Kobe Bryant Continues To Fight Homelessness in Los Angeles
Last summer, Kobe Bryant decided to take on a cause, and committed to combating homelessness among youths in L.A.
A year later, and Bryant is still committed to achieving something greater than himself.
According to Melissa Rohlin of the LA Times, Bryant paid a visit to skid row–the infamous street in Los Angeles occupied by homeless people.
“You get to hear the stories, you get to see firsthand what’s going on.”
One story in particular that touched Bryant was that of a 58-year-old man, who had at one point withered away to 135 pounds before seeking help at a local L.A. Mission.
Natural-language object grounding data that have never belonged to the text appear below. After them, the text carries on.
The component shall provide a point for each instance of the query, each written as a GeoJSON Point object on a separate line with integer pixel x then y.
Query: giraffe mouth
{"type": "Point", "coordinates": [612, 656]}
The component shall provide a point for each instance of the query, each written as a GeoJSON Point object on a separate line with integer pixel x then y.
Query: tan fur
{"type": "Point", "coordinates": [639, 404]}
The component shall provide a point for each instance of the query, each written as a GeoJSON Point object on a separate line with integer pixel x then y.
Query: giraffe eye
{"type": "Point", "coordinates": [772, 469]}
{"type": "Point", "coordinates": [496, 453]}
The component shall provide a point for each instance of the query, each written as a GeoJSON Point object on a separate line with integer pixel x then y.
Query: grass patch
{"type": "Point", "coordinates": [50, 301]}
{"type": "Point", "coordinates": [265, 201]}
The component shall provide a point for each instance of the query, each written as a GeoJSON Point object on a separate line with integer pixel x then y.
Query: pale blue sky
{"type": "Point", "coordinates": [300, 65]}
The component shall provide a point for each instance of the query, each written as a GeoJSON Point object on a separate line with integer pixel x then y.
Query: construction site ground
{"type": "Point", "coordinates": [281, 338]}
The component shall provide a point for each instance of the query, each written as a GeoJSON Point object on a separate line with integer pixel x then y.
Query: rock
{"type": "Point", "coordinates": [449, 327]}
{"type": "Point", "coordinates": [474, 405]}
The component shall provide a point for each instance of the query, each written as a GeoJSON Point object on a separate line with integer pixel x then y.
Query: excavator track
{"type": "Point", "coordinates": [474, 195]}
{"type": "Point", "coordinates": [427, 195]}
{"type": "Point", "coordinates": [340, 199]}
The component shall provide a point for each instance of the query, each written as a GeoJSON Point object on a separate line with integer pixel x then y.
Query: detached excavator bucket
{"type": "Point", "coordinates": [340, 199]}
“He’s a 60-year-old man, extremely articulate, had a great life, made a poor choice and ended up on the streets. Now he feels like he’s there for good and his weight is back up to 235. He’s 58, actually, but he’s in better shape than I am.”
Bryant partnered with a resource center in Hollywood for homeless youths called My Friend’s Place, which provides the underprivileged between the ages of 12-25 with shelter, food, clothing, showers, transportation and other services.
According to Ben Bolch, also of the LA Times, My Friend’s Place has helped 1,741 homeless individuals since Bryant’s partnership last year.
The foundation Bryant facilitates these types of ventures and awareness campaigns out of is actually that of he and his wife, Vanessa, and is appropriately named the “Kobe & Vanessa Bryant Family Foundation.“
His reasoning for choosing homelessness? According to Bolch, this was the Black Mamba’s response:
“You have to do something that carries a little bit more weight to it, a little more significance, a little more purpose to it. My career is winding down. At the end of my career, I don’t want to look back and just say, ‘Well, I had a successful career because I won so many championships and scored so many points.’ There’s something else that you have to do with that.
This issue is one that kind of gets pushed on the back burner because it’s easy to point the blame at those who are homeless and say, ‘Well, you made that bad decision. This is where you are. It’s your fault.’ In life, we all make mistakes and to stand back and allow someone to live that way and kind of wash your hands of it … that’s not right.
Kids touch all of our hearts probably a little even more because it’s like they were born into this situation; they don’t have the opportunities that we had, We all had dreams, we all had goals, we all had aspirations and for them not to have that, it’s just not fair. We have to do something about it.”
Bryant summed up his purpose with a famous quote from a fictional superhero:
“I don’t want to be too cheesy and quote ‘Spider-Man’ but with great power comes great responsibility.”
To many of these kids, Bryant is a real life superhero.